I think I've read somewhere that if an external force is applied, then it will modify the acceleration of the center of mass of the system following Newton's second law.
So \vec{a}_{CM}=\frac{F}{m_1+m_2}i. Am I right?
b)Using Newton's second law, \vec{a}=\frac{F}{m_1+m_2}i for the body A.
And here start my problems. I'm not sure how to find the acceleration of the body B at t_i. I'm tempted to go against my intuition and say that it will be the same as the center of mass of the system, but I don't think it's possible. Please help me going further this.

 

[Doc Al]

a)Just for fun I calculated the center of mass to be at \frac{l_0}{m_1+m_2} if the origin is situated at body A in instant t_i.
I think I've read somewhere that if an external force is applied, then it will modify the acceleration of the center of mass of the system following Newton's second law.
So \vec{a}_{CM}=\frac{F}{m_1+m_2}i. Am I right?

Yes, you are right.

b)Using Newton's second law, \vec{a}=\frac{F}{m_1+m_2}i for the body A.
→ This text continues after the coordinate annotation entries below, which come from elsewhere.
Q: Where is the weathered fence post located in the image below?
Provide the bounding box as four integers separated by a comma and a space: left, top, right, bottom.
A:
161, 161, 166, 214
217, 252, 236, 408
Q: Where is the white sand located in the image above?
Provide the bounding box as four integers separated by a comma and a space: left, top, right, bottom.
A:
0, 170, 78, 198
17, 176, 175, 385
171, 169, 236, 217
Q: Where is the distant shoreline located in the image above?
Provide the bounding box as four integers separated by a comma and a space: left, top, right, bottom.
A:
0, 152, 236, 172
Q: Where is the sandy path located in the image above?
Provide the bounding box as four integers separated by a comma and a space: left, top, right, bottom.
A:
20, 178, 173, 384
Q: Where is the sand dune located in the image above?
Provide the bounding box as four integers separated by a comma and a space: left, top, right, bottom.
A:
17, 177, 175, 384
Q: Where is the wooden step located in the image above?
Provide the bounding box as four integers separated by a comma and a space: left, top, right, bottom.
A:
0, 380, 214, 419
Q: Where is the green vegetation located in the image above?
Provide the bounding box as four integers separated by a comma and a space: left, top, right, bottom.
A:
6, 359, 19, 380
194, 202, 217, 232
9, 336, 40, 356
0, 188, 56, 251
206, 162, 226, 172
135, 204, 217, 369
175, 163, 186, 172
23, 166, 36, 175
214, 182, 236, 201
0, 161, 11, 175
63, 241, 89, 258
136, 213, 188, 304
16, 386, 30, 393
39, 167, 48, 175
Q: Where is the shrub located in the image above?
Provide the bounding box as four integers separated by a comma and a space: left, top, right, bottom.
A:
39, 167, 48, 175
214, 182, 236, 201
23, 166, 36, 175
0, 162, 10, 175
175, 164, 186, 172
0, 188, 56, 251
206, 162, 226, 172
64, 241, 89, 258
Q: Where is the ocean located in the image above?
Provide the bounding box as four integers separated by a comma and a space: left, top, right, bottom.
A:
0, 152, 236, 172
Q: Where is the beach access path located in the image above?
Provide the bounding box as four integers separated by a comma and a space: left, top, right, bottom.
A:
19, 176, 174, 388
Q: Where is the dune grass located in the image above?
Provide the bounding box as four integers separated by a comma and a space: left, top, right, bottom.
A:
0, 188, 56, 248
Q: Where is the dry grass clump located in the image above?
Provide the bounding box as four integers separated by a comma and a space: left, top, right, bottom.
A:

Not exactly. What's the net force on body A? The mass of body A?

And here start my problems. I'm not sure how to find the acceleration of the body B at t_i. I'm tempted to go against my intuition and say that it will be the same as the center of mass of the system, but I don't think it's possible.

The way to find the acceleration of any system (which could be one mass or both masses) is to apply Newton's 2nd law to that system. Start by identifying the forces acting on the system of interest at the moment of interest.

 

[fluidistic]

Oops! I did it right but get confused when typing here.
b) For the body A, \vec{a}=\frac{F}{m_1}i.
So for the body B, I have to draw a F.B.D. in order to identify the forces acting on it at t_i.
I'm not sure... but at t_i the spring isn't compressed, right? Or it is, by a differential x? If so, then \vec{a}=\frac{k \cdot \Delta x}{m_2} and I think I could even work out \Delta x in function of F. Am I in the right direction?

 

[Doc Al]

b) For the body A, \vec{a}=\frac{F}{m_1}i.

Good.

So for the body B, I have to draw a F.B.D. in order to identify the forces acting on it at t_i.

Right.

I'm not sure... but at t_i the spring isn't compressed, right?

Right. At that moment, the spring has not had a chance to compress.

Or it is, by a differential x? If so, then \vec{a}=\frac{k \cdot \Delta x}{m_2} and I think I could even work out \Delta x in function of F. Am I in the right direction?

Let \Delta x = 0.

(You're doing fine.)

 

[fluidistic]

Thank you very much Doc Al. I've completed the problem now.
I understand better now that it's possible for a body to have an acceleration but with a velocity equal to 0. It happens in springs and pendulums for example.
In this problem, the fact that A has no velocity in t_i is the responsible of the no-compression of the spring and so that B cannot suffer any force thus any acceleration.

 

[Doc Al]

Good.

It's certainly possible for something to have an acceleration but (at least for the moment) zero velocity. Consider a ball tossed straight up. When it reaches the top, its velocity is zero, yet its acceleration is always g downward.

In this problem, the trick is realizing that the force exerted by a spring is simply given by its degree of stretch or compression. No stretch or compression, no force.